Ich bin nicht kompliziert
SAP ist immer schuld, wenn ein Einführungsprojekt scheitert. Stimmt diese Aussage? „Ich bin nicht kompliziert, ich bin eine Herausforderung“, könnte die wahrscheinlich weltbeste ERP- Software antworten.
Weil es in den vergangenen Jahren aber viele SAP-Projekte waren, die vorzeitig zum Stillstand kamen, sollte die Herausforderung genauer untersucht werden: SAP wurde mit betriebswirtschaftlicher Standardsoftware zum ERP-Weltmarktführer! Das war nicht selbstverständlich.

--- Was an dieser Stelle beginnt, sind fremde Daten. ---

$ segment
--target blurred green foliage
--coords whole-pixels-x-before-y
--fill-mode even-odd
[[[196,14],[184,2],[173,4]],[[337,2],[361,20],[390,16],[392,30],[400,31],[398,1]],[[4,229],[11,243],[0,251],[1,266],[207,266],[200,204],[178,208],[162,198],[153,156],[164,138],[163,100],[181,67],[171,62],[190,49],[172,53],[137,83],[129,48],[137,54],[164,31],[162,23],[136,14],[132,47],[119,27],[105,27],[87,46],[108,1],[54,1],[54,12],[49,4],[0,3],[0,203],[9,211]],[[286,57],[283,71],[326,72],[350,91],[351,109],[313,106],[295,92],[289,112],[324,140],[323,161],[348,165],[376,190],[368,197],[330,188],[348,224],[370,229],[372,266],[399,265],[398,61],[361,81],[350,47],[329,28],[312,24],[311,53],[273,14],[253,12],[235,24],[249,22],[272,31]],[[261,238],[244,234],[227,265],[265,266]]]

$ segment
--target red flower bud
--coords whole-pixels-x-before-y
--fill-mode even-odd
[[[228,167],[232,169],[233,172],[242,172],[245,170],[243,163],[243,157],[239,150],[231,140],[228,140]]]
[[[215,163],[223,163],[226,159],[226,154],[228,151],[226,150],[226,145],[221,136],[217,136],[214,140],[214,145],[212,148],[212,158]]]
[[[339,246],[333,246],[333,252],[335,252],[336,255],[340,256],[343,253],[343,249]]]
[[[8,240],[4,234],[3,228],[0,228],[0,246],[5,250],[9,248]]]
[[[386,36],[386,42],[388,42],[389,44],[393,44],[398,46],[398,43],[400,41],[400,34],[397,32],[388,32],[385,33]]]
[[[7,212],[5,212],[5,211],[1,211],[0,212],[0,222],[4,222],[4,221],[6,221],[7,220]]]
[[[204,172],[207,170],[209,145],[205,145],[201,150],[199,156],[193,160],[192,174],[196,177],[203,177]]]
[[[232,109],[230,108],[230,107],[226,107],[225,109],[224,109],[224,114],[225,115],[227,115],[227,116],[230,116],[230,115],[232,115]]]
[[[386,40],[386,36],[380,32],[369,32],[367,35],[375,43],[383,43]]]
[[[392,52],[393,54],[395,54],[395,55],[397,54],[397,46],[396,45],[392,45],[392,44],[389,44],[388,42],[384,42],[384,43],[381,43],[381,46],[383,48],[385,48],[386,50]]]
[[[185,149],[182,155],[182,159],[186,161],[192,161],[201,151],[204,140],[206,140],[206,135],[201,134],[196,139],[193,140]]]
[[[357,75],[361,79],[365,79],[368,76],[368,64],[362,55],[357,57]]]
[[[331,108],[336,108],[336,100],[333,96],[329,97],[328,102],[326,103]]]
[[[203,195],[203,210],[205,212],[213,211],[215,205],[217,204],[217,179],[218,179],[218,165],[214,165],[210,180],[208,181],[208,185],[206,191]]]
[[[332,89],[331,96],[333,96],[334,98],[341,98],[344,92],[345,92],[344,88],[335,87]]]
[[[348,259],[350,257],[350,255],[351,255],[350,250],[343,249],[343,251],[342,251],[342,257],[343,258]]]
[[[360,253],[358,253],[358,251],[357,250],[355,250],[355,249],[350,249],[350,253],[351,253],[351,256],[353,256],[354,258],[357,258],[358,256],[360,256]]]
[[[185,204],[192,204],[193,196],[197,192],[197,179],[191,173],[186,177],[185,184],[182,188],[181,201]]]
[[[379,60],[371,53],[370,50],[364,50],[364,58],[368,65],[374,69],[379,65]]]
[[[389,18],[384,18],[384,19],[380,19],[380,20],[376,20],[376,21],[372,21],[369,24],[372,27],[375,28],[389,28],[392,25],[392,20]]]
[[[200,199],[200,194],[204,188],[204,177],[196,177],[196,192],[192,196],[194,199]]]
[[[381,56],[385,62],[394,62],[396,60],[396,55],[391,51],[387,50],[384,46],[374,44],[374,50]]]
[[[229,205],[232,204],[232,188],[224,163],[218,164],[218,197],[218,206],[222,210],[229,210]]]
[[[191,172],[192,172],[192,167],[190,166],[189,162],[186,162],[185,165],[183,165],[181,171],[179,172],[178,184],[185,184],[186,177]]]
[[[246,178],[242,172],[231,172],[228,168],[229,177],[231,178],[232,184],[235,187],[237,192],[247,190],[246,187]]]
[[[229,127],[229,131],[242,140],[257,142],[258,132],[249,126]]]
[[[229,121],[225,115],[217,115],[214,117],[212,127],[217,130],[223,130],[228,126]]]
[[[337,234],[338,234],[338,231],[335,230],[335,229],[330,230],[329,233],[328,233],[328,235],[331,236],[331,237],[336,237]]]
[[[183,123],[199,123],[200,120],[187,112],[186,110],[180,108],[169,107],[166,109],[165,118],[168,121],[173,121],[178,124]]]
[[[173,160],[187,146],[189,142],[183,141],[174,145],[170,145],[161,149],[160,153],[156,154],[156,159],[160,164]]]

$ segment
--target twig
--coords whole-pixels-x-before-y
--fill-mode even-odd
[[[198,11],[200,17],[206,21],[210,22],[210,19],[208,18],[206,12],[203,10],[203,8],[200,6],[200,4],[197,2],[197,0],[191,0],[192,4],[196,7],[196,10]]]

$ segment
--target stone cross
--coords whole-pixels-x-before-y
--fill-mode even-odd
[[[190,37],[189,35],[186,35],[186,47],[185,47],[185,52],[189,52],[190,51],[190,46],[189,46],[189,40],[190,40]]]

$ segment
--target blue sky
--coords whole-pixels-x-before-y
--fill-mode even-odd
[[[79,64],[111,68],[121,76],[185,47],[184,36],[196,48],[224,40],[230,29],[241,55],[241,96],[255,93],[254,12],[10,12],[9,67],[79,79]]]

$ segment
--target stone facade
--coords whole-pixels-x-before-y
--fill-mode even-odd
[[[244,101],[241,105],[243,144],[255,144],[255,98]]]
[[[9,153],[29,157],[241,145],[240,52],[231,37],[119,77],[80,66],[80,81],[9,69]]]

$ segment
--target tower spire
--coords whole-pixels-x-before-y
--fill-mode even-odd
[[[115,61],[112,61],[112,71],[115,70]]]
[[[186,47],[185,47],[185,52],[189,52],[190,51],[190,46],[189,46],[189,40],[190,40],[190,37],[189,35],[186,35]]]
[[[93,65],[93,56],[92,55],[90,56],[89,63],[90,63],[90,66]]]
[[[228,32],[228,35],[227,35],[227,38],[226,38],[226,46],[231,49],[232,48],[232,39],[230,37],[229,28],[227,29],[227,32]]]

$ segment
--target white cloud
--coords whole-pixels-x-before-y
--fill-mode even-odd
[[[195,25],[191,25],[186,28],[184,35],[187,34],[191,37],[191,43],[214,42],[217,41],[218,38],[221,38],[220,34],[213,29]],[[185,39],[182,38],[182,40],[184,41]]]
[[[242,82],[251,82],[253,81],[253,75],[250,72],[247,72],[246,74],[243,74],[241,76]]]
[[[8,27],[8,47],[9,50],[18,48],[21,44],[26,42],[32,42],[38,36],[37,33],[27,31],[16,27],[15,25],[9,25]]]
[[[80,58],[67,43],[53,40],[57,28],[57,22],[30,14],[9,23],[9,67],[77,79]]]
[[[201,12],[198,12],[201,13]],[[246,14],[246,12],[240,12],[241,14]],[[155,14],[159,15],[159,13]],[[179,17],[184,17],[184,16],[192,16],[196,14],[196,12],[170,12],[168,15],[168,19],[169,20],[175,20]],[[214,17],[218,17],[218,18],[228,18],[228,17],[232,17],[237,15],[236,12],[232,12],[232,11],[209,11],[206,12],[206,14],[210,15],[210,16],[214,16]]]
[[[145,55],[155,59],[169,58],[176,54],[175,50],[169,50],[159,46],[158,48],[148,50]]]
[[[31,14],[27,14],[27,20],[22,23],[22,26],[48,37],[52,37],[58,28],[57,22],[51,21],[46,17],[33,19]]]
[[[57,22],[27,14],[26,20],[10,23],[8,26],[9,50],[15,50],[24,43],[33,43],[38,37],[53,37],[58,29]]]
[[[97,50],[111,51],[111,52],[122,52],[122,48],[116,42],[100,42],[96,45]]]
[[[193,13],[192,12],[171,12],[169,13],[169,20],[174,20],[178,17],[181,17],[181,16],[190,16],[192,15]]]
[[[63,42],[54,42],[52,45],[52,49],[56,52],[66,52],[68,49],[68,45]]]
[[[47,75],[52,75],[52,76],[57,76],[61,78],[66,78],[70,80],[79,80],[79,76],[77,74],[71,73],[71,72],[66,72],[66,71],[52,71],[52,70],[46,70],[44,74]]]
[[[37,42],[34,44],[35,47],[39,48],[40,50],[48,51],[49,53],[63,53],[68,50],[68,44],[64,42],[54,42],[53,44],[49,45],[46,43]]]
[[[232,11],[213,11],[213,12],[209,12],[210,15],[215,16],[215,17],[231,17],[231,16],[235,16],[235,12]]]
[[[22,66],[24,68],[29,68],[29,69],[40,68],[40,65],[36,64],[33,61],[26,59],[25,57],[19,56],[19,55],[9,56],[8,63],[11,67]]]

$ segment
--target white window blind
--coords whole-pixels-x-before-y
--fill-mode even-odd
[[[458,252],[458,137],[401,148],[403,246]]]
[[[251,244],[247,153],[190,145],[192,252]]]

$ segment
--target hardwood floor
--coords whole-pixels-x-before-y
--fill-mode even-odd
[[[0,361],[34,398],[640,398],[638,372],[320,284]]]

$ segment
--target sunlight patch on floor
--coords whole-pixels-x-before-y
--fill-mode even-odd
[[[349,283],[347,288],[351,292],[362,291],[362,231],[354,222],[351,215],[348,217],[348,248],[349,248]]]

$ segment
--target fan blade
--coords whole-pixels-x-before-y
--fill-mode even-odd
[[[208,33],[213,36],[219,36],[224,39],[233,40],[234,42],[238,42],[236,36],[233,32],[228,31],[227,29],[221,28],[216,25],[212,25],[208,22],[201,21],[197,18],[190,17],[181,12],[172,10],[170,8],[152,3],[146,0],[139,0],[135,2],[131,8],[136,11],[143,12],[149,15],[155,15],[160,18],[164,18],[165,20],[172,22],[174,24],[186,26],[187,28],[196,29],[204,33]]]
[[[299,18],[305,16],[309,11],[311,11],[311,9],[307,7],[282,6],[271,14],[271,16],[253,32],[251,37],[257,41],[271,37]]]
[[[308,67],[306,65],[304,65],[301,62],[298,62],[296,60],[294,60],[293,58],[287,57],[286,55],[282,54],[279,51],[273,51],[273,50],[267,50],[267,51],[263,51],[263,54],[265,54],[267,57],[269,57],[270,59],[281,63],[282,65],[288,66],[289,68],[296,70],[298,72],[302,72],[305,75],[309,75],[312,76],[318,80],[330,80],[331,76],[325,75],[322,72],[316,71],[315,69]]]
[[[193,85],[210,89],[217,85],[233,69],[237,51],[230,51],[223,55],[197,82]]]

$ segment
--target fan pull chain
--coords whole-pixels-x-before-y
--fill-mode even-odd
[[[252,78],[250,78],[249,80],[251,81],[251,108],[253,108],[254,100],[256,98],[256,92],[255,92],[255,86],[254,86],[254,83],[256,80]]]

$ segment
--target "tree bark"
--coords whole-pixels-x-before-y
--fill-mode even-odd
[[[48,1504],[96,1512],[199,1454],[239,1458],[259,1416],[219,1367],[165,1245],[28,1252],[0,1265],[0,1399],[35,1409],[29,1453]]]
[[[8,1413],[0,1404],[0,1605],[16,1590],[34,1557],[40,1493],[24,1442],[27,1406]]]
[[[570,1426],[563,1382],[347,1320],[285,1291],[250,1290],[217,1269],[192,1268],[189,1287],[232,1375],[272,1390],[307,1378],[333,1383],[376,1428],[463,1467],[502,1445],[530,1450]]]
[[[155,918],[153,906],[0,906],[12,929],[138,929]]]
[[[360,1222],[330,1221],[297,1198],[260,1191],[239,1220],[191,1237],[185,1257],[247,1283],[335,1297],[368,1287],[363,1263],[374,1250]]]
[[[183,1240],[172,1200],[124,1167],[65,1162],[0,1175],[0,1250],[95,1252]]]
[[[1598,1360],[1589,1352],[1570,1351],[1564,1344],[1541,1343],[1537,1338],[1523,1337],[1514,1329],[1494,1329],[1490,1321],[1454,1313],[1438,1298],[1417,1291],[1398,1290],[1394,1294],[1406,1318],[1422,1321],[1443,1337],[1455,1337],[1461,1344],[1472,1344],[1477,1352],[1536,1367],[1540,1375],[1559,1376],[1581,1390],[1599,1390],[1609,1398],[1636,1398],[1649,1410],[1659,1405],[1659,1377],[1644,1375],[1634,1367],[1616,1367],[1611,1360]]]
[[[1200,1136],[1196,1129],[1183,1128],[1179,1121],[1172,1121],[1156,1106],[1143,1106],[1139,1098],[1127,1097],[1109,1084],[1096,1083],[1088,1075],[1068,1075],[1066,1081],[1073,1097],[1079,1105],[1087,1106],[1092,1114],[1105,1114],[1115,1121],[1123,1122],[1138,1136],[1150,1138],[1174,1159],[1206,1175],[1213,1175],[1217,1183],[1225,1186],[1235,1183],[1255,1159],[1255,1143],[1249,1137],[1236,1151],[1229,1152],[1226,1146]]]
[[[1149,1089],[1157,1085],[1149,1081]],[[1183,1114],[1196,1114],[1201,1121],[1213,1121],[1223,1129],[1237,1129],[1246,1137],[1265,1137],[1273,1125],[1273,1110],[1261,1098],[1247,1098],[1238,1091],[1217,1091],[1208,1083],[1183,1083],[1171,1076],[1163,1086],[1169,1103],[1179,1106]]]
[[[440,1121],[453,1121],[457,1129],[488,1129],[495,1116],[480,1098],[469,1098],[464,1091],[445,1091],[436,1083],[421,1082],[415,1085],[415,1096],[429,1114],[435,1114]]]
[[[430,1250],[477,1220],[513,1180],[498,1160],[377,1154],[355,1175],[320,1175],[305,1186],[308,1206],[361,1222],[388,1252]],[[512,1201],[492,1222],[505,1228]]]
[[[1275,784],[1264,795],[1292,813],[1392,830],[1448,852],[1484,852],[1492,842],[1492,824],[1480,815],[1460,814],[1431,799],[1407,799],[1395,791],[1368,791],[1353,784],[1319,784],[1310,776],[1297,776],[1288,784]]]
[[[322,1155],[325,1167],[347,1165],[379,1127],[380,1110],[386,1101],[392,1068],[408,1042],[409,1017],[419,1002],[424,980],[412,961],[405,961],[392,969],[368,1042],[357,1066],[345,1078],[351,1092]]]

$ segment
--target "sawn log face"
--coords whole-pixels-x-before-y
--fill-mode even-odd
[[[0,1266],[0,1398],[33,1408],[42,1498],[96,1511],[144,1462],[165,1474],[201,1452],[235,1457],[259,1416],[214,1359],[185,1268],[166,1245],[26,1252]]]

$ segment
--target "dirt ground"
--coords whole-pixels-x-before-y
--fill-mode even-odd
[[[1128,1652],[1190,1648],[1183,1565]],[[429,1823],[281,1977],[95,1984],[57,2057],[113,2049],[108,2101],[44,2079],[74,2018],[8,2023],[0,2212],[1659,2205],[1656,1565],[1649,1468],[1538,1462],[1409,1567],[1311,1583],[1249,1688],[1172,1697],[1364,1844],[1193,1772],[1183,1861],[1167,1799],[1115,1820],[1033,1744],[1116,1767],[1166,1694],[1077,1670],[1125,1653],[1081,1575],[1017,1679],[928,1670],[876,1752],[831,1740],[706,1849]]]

Zwei Faktoren sind für den SAP-Erfolg verantwortlich: der Single Point of Truth in Form einer zentralen Datenbank und das Customizing von Abap-Tabellen (Standardsoftware). Beide Faktoren sind technisch sehr anspruchsvoll, wurden aber von SAP mit R/2, R/3, R/3 Enterprise, ERP/ECC 6.0 und der Business Suite 7 sehr gut umgesetzt.
Weil es sich bei SAP um ein betriebswirtschaftliches und organisatorisches Thema handelte, haben viele Bestandskunden übersehen, dass sie es mit einem technisch- orientierten Unternehmen zu tun hatten: Das Thema war und ist Betriebswirtschaft, die Leidenschaft und die Expertise von SAP sind technischer Natur.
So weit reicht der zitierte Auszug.